Was
It may have been the biggest emotional and revoluting change in my life, which also was such a great impact, that it will be marked and sealed in my memory for the rest of my life, and this can be positive, as it can be negative.
In anyway, I said emotional change, because I never have been as confused as I was when I have just arrived from one chaos to the other, even bigger and worse, chaos. I suffered a big black out, my whole personality changed from one day to the other, like the day becomes night. But in my case the night did not return into day.
The revoluting change is directly linked to the other, new, personality, as all the ideas I had up to that moment not only changed, but suffered a big radical alteration, from the roots up to the leaves. It was like if I would have been leaving in a kind of bubble, flying through the time, in which everything seemed to be perfect and happy, and suddenly something or somebody stinged with a needle into the bubble, confronting me so, from one second to the other, to the unhappy, hard and rather sad reality.
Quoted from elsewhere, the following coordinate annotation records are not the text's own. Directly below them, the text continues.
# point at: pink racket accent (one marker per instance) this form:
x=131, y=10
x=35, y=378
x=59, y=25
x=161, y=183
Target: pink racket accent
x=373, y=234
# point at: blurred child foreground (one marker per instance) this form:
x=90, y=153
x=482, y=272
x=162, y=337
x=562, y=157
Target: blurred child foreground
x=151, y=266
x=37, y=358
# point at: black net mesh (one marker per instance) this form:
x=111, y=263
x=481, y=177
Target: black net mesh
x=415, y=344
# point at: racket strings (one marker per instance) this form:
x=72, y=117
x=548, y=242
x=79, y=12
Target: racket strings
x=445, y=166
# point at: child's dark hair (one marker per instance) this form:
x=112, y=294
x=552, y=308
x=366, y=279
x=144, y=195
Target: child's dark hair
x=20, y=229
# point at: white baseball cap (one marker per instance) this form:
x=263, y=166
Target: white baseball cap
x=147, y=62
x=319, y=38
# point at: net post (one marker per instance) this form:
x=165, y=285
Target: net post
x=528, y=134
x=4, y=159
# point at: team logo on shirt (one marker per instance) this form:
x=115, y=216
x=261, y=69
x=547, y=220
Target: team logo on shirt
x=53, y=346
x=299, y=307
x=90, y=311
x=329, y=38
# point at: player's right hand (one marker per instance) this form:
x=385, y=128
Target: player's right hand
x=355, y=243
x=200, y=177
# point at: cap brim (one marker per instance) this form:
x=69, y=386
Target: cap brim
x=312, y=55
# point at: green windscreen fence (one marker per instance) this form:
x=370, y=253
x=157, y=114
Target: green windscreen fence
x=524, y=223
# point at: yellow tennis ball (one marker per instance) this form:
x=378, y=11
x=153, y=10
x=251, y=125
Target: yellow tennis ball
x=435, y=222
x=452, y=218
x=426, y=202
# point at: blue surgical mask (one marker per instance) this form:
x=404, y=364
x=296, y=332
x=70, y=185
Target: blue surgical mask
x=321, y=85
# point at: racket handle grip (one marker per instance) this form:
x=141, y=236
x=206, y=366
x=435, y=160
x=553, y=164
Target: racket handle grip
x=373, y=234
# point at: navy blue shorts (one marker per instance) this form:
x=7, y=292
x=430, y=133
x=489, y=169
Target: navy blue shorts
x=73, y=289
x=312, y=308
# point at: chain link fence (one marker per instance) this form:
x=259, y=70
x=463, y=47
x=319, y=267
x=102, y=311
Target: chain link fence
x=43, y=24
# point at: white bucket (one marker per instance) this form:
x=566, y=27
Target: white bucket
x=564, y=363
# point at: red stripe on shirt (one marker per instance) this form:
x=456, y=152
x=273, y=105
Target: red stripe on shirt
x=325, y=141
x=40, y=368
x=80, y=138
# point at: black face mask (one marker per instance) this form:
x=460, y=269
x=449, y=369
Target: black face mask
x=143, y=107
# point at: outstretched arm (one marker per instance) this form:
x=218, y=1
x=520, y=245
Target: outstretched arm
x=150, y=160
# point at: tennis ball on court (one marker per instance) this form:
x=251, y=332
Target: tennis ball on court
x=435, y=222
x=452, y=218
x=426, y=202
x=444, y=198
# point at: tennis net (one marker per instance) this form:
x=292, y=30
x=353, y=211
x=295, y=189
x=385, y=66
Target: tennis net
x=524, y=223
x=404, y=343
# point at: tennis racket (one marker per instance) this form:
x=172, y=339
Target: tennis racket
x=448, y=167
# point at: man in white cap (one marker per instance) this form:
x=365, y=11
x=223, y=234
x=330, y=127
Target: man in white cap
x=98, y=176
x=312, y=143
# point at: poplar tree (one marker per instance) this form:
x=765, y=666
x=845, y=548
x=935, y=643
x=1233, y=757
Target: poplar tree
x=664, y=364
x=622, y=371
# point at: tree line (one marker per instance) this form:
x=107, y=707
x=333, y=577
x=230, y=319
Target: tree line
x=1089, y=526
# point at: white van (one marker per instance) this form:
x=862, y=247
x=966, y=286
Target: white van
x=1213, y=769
Nevertheless I came trough without crying or complaining, always having the same aim in mind: not to end, and I even dare to say, like more than eighty percent of citizens around the world do; not to end with an ingenious view of reality, but to end knowing that in life there are many more things than that we have been living, and to end knowing that none of our ideas can be considerated normal, natural or logical, since there are coexisting so many different thoughts that are even opposed to some of ours, that to say that something is normal, always talking about ideas and thoughts, would be ingenious.
But after all, and as a consequence of the “new life”, I am glad for having learned two essential things in life: to learn to understand, and to understand the world.